La demanderesse fait valoir que sa marque de l’Union européenne «est renforcée par l’existence de droits antérieurs de la demanderesse et que le segment de consommateurs ciblé sera en mesure d’identifier facilement les services associés à la marque comme provenant de la demanderesse». La demanderesse fait référence à ses marques antérieures «Solutions Center» (raison sociale et logo), «VisualPOS», «Solutions Center SHOP» et «myPOS».
Cependant, le droit à une MUE prend naissance à la date de dépôt de la demande de MUE et non auparavant, et c’est à partir de cette date, qui figure sur la demande, qu’il convient d’examiner ce droit dans le cadre de la procédure d’opposition.
De plus, lorsqu’il s’agit de déterminer si la MUE relève ou non d’un motif relatif de refus, les événements ou les faits qui se sont produits avant la date de dépôt de ladite marque sont dénués de pertinence étant donné que les droits de l’opposante, dans la mesure où ils précèdent la MUE, sont antérieurs à la MUE de la demanderesse; En outre, les marques antérieures de la demanderesse citées ne présentent aucune similitude avec la marque contestée de sorte qu’elles puissent être identifiées avec la même origine commerciale.
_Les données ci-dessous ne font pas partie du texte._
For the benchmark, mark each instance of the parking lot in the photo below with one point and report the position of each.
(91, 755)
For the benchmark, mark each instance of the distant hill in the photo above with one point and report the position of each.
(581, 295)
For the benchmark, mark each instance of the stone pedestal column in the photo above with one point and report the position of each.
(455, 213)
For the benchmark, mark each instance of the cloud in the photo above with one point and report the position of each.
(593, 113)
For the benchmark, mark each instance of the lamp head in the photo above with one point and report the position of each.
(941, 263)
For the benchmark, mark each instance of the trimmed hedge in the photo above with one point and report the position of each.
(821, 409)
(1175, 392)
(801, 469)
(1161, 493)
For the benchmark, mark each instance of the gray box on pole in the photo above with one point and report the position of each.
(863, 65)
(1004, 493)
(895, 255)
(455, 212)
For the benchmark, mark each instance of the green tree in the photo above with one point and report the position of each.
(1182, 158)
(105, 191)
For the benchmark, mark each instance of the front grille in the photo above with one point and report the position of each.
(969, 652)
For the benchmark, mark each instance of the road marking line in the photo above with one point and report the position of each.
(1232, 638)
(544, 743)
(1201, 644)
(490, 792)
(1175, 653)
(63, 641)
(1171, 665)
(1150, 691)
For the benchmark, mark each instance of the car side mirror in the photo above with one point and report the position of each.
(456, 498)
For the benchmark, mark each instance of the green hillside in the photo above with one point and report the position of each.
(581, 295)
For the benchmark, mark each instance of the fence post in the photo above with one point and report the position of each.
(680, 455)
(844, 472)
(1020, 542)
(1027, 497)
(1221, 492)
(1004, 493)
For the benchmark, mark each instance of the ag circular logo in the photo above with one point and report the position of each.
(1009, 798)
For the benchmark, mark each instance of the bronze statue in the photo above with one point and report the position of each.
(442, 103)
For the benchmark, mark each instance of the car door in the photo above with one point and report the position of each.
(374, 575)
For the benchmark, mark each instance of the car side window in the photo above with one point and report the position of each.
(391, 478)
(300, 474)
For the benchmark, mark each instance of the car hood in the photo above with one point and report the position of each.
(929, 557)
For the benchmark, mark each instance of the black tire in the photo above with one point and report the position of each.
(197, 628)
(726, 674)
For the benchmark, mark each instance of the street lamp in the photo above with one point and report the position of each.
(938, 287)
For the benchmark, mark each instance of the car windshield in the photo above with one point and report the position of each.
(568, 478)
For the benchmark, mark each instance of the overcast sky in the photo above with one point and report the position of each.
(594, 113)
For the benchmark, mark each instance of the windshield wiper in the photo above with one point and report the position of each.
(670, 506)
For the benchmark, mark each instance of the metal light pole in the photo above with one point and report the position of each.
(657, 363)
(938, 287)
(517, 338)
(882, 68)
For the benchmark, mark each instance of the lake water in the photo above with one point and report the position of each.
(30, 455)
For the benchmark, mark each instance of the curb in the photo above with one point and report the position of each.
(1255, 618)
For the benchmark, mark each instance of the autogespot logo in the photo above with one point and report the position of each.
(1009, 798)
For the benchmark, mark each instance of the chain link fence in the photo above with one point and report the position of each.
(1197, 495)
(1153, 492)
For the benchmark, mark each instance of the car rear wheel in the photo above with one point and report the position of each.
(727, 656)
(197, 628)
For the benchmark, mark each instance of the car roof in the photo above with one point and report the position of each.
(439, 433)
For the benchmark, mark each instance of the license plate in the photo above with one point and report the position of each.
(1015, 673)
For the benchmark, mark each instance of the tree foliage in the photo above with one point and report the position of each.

Compte tenu de tous les éléments qui précèdent, il existe un risque de confusion dans l’esprit de la partie du public française, espagnole et anglophone. Comme indiqué ci-dessus dans la section c) de la présente décision, un risque de confusion pour seulement une partie du public pertinent de l’Union européenne suffit pour rejeter la demande contestée;
Par conséquent, l’opposition est fondée sur la base de l’enregistrement de la marque de l’Union européenne no 17 934 157 de l’opposante. Il s’ensuit que la marque contestée doit être rejetée pour l’ensemble des produits et services contestés;
FRAIS
Conformément à l’article 109, paragraphe 1, du RMUE, la partie perdante dans une procédure d’opposition doit supporter les taxes et frais exposés par l’autre partie.
Décision sur l’opposition no B 3 172 146 Page sur 7 7
La demanderesse étant la partie perdante, elle doit supporter la taxe d’opposition ainsi que les frais exposés par l’opposante aux fins de la présente procédure.
Conformément à l’article 109, paragraphe 1 et (7) du RMUE et à l’article 18, paragraphe 1, point c) i), du REMUE, les frais à payer à l’opposante sont la taxe d’opposition et les frais de représentation, qui sont fixés sur la base du taux maximal qui y est fixé.
De la division d’opposition
EVA Inés PÉREZ SANTONJA Claudia SCHLIE Caridad Muñoz VALDÉS
Conformément à l’article 67 du RMUE, toute partie peut recourir contre cette décision pour autant que cette dernière n’ait pas fait droit à ses prétentions. Conformément à l’article 68 du RMUE, le recours doit être formé par écrit auprès de l’Office dans un délai de deux mois à compter du jour de la notification de la présente décision. L’acte de recours est déposé dans la langue de procédure de la décision attaquée. En outre, un mémoire exposant les motifs du recours doit être déposé par écrit dans un délai de quatre mois à compter de cette date. Le recours n’est considéré comme formé qu’après paiement de la taxe de recours d’un montant de 720 EUR.